We are already very familiar with Samsung’s folding smartphone, the Samsung Galaxy F, with the device likely the first of a wave of folding smartphones released this year by competitors like LG and Huawei.

One company which is expected to wait at least till 2020 to enter the market is Apple, and it now seems the company may make a giant departure from the rest of the market, with a phone which does not fold inwards but opens up outwards.

The idea is hinted at by Federico Casalegno, head of Samsung Design Innovation Center, who is quoted in the Korea Herald as saying:

Compared to the wrap-around display phone — which Apple seems to be looking into as one possible design for its foldable model — Casalegno said Samsung’s in-folding display phone could provide better experiences for users in terms of design.

The outward folding phone is actually a much simpler device to create than an inward folding phone, due to the larger turn radius, which explains why the only actual folding phone with a flexible screen which is on sale uses an outward folding screen.

It does, however, produce a device with a rather bulky hinge, though work to produce a better inward folding phone screen will of course also advantage work for an outward folding phone even more easily.

Apple has hinted at using the back of the phone as a display surface in a 2013 patent, as noted by BGR, who quotes:

In the last few years the functionality of portable electronic devices has increased exponentially.
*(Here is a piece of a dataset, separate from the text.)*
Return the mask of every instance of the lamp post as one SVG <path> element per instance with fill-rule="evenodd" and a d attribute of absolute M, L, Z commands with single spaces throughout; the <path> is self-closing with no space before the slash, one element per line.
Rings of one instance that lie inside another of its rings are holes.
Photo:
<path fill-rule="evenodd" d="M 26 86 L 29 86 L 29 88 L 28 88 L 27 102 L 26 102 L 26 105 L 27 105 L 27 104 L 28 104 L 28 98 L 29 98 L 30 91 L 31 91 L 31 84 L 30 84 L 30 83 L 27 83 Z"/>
Further improvements be realized by investigating ways to maximize the utility of unused portions of these devices. The Form factor is an interesting area for development given that a large majority of portable electronic devices have settled into a standard form factor; namely a flat planar form factor with a display on one side and an opaque housing which contains the electrical components covering the rear surface of the device. Unfortunately, this popular form factor leaves the sides and rear surfaces of the device unused or at best configured with buttons and switches with fixed location and functionality. Since many of these buttons and switches have fixed functionality they cannot always be incorporated into third-party applications.

It would be interesting to see if Apple would forge their own way, and how the market would react to the design, which is ultimately cheaper and easier to produce, but also certainly uglier and more ungainly. Like the notch, will we see many companies rushing to follow the lead, or will it be another example of Apple losing touch with consumers?